Since the end of 2012, price action on USD/CAD has been extremely bullish but as of late, it appears to have formed critical resistance after making a 6-year high at 1.2834. The collapse with oil prices, Canada’s largest export, have greatly contributed to weakening the loonie. Since oil prices have rebounded for three consecutive weeks, the Canadian dollar may catch a bid here if price can stay below the 50-day SMA.
The USD/CAD daily chart shown above highlights a triple-top pattern that is currently respecting 1.2830 zone. The first key high occurred at the end of January, roughly a week after the Bank of Canada surprised the markets by cutting the overnight rate to 0.75% from 1.0%. Expectations are for the Bank to keep rates steady at April 15th monetary policy meeting. While economic data from Canada has remained weak since the last meeting, the rebound in oil prices will likely help ease declining inflation concerns.
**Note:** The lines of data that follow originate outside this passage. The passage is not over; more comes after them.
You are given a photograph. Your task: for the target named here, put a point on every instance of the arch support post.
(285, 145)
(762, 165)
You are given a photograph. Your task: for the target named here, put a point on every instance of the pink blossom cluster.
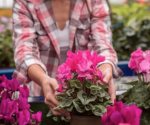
(121, 114)
(80, 65)
(5, 24)
(140, 63)
(14, 107)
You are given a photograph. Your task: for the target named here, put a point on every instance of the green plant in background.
(81, 94)
(139, 93)
(131, 28)
(6, 49)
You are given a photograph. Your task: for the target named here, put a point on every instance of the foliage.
(14, 107)
(139, 93)
(121, 114)
(131, 29)
(6, 49)
(81, 93)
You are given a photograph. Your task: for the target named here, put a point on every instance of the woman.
(45, 29)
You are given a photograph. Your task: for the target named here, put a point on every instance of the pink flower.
(60, 88)
(64, 72)
(122, 114)
(12, 85)
(24, 117)
(136, 58)
(72, 60)
(144, 66)
(7, 109)
(24, 91)
(23, 103)
(37, 117)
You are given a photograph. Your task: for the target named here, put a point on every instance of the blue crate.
(123, 65)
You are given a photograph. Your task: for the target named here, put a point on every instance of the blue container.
(123, 65)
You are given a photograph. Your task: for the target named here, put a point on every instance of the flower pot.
(85, 120)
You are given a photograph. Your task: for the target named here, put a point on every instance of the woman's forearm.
(37, 74)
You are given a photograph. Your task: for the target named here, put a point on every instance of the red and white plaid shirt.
(35, 40)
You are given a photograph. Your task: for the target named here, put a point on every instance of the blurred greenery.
(47, 120)
(139, 94)
(6, 50)
(131, 28)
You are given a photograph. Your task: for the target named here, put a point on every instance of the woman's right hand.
(49, 87)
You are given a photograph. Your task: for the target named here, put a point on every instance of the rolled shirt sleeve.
(101, 33)
(26, 50)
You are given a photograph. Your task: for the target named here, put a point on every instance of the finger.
(50, 99)
(112, 90)
(107, 77)
(61, 112)
(54, 84)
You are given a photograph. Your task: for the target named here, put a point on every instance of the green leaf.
(70, 91)
(78, 106)
(82, 97)
(75, 84)
(98, 110)
(66, 103)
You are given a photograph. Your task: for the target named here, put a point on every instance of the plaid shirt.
(35, 40)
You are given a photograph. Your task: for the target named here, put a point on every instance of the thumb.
(54, 84)
(112, 90)
(50, 99)
(107, 77)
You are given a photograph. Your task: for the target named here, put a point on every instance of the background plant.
(6, 49)
(131, 28)
(14, 106)
(80, 91)
(139, 93)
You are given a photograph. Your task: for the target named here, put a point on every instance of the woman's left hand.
(107, 71)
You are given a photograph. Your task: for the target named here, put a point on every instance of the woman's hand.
(107, 72)
(49, 87)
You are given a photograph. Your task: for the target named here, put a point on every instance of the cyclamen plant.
(121, 114)
(80, 90)
(140, 63)
(14, 107)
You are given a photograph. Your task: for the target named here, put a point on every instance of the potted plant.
(80, 90)
(6, 47)
(122, 114)
(14, 106)
(139, 94)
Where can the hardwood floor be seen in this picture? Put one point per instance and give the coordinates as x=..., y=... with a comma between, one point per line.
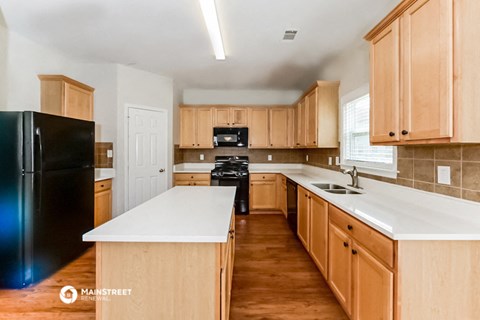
x=41, y=301
x=274, y=277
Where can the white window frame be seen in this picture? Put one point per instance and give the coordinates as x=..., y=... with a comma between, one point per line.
x=363, y=167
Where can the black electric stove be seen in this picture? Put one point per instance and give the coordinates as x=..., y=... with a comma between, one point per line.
x=233, y=171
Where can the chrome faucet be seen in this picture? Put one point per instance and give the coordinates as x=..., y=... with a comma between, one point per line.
x=354, y=174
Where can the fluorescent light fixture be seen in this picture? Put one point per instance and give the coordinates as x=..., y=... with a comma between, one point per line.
x=211, y=20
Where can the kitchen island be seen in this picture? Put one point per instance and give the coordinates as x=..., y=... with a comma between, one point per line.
x=172, y=256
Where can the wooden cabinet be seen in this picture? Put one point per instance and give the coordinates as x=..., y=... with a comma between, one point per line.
x=230, y=117
x=258, y=134
x=103, y=202
x=422, y=62
x=282, y=193
x=263, y=191
x=278, y=127
x=303, y=217
x=66, y=97
x=192, y=179
x=360, y=267
x=196, y=127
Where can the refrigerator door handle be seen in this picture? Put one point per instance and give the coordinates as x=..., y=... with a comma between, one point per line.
x=39, y=159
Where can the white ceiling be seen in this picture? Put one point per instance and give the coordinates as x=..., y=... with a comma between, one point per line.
x=169, y=37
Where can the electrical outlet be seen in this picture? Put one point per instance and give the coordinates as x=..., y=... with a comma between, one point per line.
x=443, y=175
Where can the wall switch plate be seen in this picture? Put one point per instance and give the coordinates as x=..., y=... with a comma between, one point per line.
x=443, y=175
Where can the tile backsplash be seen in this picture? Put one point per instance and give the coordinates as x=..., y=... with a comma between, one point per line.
x=417, y=165
x=101, y=155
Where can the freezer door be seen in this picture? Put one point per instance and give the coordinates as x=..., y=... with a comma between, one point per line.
x=63, y=210
x=57, y=143
x=11, y=213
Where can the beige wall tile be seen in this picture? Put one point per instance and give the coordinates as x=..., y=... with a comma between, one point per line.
x=471, y=152
x=423, y=170
x=471, y=176
x=448, y=191
x=448, y=153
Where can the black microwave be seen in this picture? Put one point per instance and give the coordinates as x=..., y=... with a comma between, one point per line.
x=230, y=137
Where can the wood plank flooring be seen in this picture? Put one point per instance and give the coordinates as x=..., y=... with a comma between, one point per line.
x=41, y=301
x=274, y=277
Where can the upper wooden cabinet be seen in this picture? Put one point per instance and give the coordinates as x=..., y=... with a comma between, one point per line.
x=66, y=97
x=423, y=67
x=317, y=116
x=196, y=127
x=230, y=117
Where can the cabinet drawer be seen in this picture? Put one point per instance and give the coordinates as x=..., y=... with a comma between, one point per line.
x=103, y=185
x=374, y=241
x=262, y=176
x=192, y=176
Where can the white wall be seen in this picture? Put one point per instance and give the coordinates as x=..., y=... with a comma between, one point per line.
x=351, y=68
x=140, y=88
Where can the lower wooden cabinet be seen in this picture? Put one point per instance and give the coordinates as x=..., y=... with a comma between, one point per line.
x=362, y=281
x=103, y=202
x=263, y=189
x=192, y=179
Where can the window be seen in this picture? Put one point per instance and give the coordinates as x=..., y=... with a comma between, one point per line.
x=355, y=147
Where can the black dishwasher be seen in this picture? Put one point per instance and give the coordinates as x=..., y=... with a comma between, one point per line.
x=292, y=205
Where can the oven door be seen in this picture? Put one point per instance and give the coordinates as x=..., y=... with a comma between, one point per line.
x=242, y=193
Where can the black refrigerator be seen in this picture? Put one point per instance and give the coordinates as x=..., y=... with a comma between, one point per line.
x=46, y=194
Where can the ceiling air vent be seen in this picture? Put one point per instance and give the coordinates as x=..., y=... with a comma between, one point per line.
x=289, y=34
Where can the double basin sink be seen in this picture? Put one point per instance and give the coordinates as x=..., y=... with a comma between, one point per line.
x=334, y=188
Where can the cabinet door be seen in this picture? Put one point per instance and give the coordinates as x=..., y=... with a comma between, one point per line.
x=427, y=58
x=319, y=233
x=385, y=85
x=278, y=127
x=303, y=216
x=311, y=118
x=262, y=195
x=78, y=103
x=239, y=117
x=340, y=266
x=188, y=127
x=301, y=125
x=258, y=128
x=103, y=207
x=204, y=128
x=372, y=287
x=222, y=117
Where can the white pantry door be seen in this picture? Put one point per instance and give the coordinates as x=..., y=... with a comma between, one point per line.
x=147, y=155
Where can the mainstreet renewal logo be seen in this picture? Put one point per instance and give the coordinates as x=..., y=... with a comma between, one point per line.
x=69, y=294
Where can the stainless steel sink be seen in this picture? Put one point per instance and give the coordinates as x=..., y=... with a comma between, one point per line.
x=342, y=191
x=327, y=186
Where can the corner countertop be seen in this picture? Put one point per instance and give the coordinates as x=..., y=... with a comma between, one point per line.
x=181, y=214
x=104, y=174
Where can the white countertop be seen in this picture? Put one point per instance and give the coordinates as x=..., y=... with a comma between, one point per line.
x=104, y=174
x=398, y=212
x=181, y=214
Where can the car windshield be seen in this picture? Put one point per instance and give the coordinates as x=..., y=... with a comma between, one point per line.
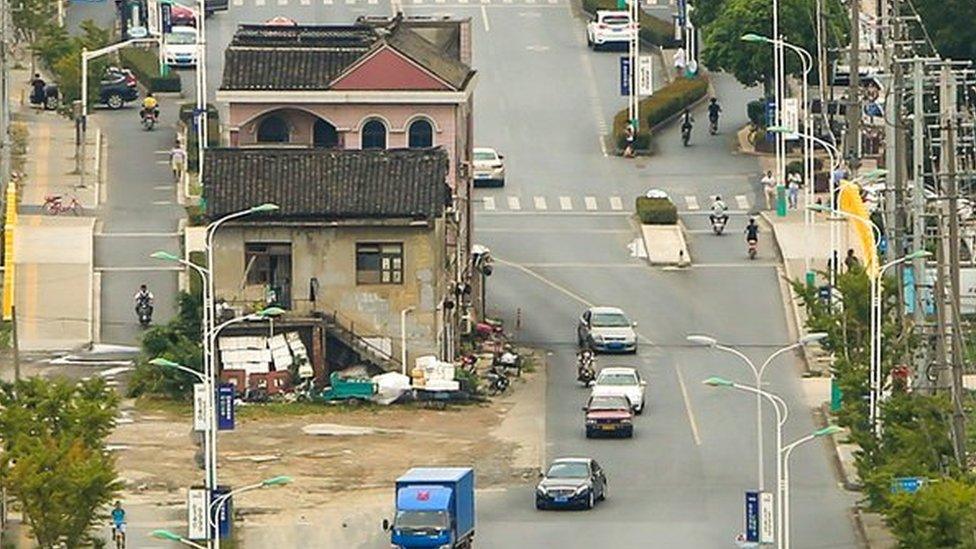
x=609, y=403
x=616, y=20
x=421, y=520
x=181, y=38
x=575, y=469
x=617, y=379
x=610, y=320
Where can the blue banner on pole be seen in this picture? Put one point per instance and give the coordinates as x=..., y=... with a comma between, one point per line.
x=225, y=407
x=752, y=516
x=625, y=76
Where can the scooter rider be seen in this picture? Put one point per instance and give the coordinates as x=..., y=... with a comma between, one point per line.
x=718, y=210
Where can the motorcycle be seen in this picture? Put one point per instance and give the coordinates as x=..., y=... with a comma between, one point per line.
x=144, y=313
x=585, y=373
x=148, y=120
x=497, y=380
x=718, y=223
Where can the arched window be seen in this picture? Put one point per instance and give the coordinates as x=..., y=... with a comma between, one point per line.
x=420, y=135
x=273, y=129
x=374, y=135
x=324, y=134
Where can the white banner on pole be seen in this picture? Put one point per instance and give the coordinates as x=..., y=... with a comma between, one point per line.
x=766, y=521
x=645, y=75
x=791, y=117
x=197, y=502
x=201, y=419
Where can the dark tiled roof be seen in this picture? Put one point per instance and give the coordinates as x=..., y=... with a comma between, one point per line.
x=311, y=57
x=317, y=184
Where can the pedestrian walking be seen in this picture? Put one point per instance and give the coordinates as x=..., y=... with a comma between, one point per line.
x=630, y=135
x=769, y=189
x=793, y=190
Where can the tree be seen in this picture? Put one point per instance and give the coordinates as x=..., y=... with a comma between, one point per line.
x=54, y=460
x=949, y=25
x=752, y=64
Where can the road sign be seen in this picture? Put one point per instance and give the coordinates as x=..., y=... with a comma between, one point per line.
x=625, y=76
x=791, y=117
x=752, y=516
x=766, y=521
x=907, y=485
x=201, y=419
x=225, y=407
x=196, y=508
x=645, y=75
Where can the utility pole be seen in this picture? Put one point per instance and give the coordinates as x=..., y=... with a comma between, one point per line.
x=853, y=143
x=949, y=127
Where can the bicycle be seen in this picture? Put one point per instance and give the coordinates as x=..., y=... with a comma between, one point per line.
x=54, y=205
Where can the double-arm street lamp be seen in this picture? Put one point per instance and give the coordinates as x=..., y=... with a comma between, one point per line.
x=875, y=312
x=782, y=452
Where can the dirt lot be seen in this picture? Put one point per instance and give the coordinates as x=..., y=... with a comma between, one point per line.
x=502, y=440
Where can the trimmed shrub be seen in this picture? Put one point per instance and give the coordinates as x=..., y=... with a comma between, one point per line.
x=661, y=105
x=656, y=211
x=652, y=29
x=144, y=63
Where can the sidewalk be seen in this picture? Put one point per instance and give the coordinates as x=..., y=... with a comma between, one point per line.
x=53, y=255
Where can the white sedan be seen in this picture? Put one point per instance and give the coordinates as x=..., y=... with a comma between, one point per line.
x=621, y=381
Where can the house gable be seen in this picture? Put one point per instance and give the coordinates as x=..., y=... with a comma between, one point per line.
x=388, y=70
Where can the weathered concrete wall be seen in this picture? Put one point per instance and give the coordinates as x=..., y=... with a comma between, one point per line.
x=328, y=254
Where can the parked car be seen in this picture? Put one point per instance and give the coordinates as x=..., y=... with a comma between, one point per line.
x=117, y=87
x=606, y=329
x=610, y=27
x=571, y=482
x=489, y=168
x=180, y=47
x=621, y=381
x=609, y=415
Critical support comes from the heavily tested and respected 1.2400 handle. Below this level, further support may come from 1.2311 and 1.1988, which are both the 23.6% and 38.2% Fibonacci retracement levels of the 1.06 to 1.28 rally. A test of one of these noted levels may need to occur before we see a resumption of the strong US dollar trend.
The trade: Short USD/CAD at 1.2380, with a stop loss at 1.2450, and a take profit at 1.2240. The Risk/Reward Ratio is 1:2.